Naja, so wie es aussieht werde ich wohl der erste sein, die Idee gefällt mir nämlich ganz gut, und optisch würde es zu meinen neuen Plänen passen.

Aber, sicherheitshalber setze ich es nur als ZUSÄTZLICHES __ Filtersystem ein, parallel zu Vortex und herkömmlichen Pflanzenfilter nach Bachlauf

lG
Doogie


----------



## Teichforum.info (30. Mai 2003)

Doch, sogar schon gebaut (bei Bekannten). Klappt wunderbar - bei einem Schwimmteich.

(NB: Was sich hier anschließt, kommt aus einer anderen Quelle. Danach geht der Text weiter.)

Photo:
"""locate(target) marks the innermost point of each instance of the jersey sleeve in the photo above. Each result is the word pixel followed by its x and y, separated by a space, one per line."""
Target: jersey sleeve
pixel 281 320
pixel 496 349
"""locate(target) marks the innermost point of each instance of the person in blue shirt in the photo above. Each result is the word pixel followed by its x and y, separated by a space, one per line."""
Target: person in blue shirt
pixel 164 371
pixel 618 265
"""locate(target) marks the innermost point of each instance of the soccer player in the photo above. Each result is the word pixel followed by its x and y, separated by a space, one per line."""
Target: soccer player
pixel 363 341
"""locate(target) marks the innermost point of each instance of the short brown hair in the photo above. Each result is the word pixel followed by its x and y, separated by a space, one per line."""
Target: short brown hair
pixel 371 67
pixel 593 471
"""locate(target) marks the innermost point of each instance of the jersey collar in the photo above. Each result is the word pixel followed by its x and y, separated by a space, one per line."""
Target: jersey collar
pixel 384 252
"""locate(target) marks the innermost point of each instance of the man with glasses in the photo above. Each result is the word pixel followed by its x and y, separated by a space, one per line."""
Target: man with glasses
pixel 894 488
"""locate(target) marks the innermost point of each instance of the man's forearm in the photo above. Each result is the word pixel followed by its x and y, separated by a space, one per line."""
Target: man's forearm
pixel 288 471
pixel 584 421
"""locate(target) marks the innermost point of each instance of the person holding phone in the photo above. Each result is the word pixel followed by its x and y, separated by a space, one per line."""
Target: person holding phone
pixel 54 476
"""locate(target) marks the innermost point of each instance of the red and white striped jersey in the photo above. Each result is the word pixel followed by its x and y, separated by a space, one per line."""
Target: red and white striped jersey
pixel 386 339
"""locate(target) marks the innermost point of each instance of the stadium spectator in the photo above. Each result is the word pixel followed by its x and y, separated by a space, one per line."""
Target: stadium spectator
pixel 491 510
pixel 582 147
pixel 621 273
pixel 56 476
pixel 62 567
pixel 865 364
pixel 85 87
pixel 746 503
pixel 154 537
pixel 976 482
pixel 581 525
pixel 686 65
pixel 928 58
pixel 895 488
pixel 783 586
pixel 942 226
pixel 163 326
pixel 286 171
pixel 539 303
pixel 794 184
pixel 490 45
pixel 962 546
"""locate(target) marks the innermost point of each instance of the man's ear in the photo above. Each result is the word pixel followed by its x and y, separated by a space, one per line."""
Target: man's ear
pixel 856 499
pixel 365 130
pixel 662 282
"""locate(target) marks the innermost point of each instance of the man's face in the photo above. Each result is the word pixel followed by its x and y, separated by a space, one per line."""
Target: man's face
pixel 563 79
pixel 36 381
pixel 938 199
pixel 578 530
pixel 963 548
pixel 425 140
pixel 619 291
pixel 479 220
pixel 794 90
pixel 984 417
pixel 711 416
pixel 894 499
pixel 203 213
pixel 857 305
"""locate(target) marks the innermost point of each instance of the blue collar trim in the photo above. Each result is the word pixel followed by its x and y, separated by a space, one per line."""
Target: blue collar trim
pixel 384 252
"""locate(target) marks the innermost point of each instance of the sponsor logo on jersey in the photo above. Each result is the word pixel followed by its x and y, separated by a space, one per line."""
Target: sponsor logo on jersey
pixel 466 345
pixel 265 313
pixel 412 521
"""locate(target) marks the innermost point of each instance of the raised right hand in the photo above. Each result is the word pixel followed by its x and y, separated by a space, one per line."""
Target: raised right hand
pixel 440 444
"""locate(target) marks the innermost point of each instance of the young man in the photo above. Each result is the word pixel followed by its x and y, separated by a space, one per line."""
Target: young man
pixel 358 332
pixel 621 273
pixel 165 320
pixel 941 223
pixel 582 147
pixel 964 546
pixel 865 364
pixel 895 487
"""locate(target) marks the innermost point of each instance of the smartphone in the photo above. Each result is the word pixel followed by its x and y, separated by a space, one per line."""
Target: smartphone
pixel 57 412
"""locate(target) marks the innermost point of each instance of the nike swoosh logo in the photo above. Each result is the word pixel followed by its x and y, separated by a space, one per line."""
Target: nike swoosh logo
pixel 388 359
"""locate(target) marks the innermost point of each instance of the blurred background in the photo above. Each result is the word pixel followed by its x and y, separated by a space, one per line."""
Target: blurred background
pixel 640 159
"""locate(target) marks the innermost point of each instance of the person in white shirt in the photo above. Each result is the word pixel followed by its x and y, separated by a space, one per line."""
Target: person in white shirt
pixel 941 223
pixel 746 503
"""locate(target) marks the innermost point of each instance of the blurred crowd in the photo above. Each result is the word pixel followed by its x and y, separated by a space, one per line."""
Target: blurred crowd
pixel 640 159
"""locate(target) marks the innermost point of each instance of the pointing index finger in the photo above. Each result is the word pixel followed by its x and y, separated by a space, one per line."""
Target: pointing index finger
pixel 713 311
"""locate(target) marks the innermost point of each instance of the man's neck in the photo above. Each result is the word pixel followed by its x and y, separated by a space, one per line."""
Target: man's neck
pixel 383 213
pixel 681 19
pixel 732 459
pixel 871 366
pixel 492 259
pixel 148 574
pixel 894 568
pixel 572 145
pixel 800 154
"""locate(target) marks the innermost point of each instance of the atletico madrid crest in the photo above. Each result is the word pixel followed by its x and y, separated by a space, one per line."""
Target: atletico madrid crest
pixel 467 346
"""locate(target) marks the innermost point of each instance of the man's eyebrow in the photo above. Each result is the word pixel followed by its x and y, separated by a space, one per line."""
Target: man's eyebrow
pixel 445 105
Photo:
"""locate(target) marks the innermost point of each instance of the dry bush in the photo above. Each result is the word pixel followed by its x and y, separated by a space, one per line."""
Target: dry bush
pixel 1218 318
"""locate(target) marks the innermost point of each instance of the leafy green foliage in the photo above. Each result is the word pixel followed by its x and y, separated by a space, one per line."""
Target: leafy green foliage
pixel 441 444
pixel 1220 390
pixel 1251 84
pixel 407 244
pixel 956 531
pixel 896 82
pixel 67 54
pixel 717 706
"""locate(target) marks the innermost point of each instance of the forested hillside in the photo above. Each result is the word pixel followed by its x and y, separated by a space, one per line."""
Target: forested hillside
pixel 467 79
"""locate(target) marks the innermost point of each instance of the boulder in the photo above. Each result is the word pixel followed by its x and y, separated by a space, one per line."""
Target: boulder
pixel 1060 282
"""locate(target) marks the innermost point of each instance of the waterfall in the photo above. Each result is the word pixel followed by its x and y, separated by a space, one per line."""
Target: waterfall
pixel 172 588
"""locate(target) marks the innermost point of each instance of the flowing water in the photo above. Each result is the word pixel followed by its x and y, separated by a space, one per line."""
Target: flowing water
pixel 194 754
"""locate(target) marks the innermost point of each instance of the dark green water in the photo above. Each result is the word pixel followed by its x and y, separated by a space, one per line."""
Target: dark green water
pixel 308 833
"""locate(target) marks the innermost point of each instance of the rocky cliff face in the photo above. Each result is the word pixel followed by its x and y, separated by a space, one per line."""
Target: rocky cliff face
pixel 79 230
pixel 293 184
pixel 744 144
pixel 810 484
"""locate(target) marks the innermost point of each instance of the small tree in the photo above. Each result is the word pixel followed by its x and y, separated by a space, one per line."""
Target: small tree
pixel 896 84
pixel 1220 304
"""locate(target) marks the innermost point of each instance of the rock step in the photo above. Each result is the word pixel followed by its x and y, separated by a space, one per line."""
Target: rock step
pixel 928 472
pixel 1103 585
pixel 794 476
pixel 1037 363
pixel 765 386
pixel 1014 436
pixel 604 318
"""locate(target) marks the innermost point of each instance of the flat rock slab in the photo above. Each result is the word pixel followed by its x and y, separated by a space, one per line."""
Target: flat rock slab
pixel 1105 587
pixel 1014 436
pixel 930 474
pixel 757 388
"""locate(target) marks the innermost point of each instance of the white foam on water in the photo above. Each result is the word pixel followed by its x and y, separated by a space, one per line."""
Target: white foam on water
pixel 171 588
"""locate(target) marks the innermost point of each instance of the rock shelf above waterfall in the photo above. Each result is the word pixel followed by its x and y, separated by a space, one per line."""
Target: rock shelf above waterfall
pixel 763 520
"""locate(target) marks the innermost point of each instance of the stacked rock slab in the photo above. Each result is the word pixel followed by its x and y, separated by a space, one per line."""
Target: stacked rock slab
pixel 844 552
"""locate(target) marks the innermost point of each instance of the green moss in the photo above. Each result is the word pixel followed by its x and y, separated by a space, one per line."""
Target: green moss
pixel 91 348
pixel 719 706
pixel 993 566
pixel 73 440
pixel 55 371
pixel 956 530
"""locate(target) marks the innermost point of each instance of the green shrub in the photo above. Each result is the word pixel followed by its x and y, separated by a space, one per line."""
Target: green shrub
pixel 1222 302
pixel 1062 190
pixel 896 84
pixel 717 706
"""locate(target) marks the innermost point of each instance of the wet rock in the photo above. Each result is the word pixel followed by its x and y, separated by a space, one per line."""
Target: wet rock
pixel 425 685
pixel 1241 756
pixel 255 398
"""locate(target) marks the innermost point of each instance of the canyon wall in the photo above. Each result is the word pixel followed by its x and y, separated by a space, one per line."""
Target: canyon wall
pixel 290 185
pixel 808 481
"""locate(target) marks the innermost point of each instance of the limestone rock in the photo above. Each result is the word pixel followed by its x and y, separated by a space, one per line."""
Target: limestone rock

Bei (starkem) Fischbesatz und insbesondere bei Koi-Teichen kann so ein Filtergraben aber nur *ergänzend *zum Filter in Betracht kommen. Dann werden aber Nährstoffe in Pflanzenmasse gebunden und es gibt keine Konflikte Fische/Pflanzen. Am besten funktioniert so ein Filtergraben allerdings mit *sehr geringem Wasserdurchsatz *- viel zu gering für Koiteich-Filteranlagen. Er sollte also einen *eigenen Kreislauf *haben. Damit hat sich dann die Frage erledigt, ob er als Vorfilter ausreicht. Was ich allerdings schon annehmen würde. Unsere Bekannten betreiben allerdings ihren 180 m² Schwimmteich nur mit einer Amax 5500 - nur um einmal einen Anhaltspunkt zu geben. Auch mache ich einmal ein Fragezeichen zur *Anschlusstechnik*, weil Koi-Teiche ja wohl zumeist mit senkrechten Wänden gemauert oder betoniert werden. Naturagart arbeitet hingegen mit einer quasi Endlos-Folie für Hauptteich und Filtergraben.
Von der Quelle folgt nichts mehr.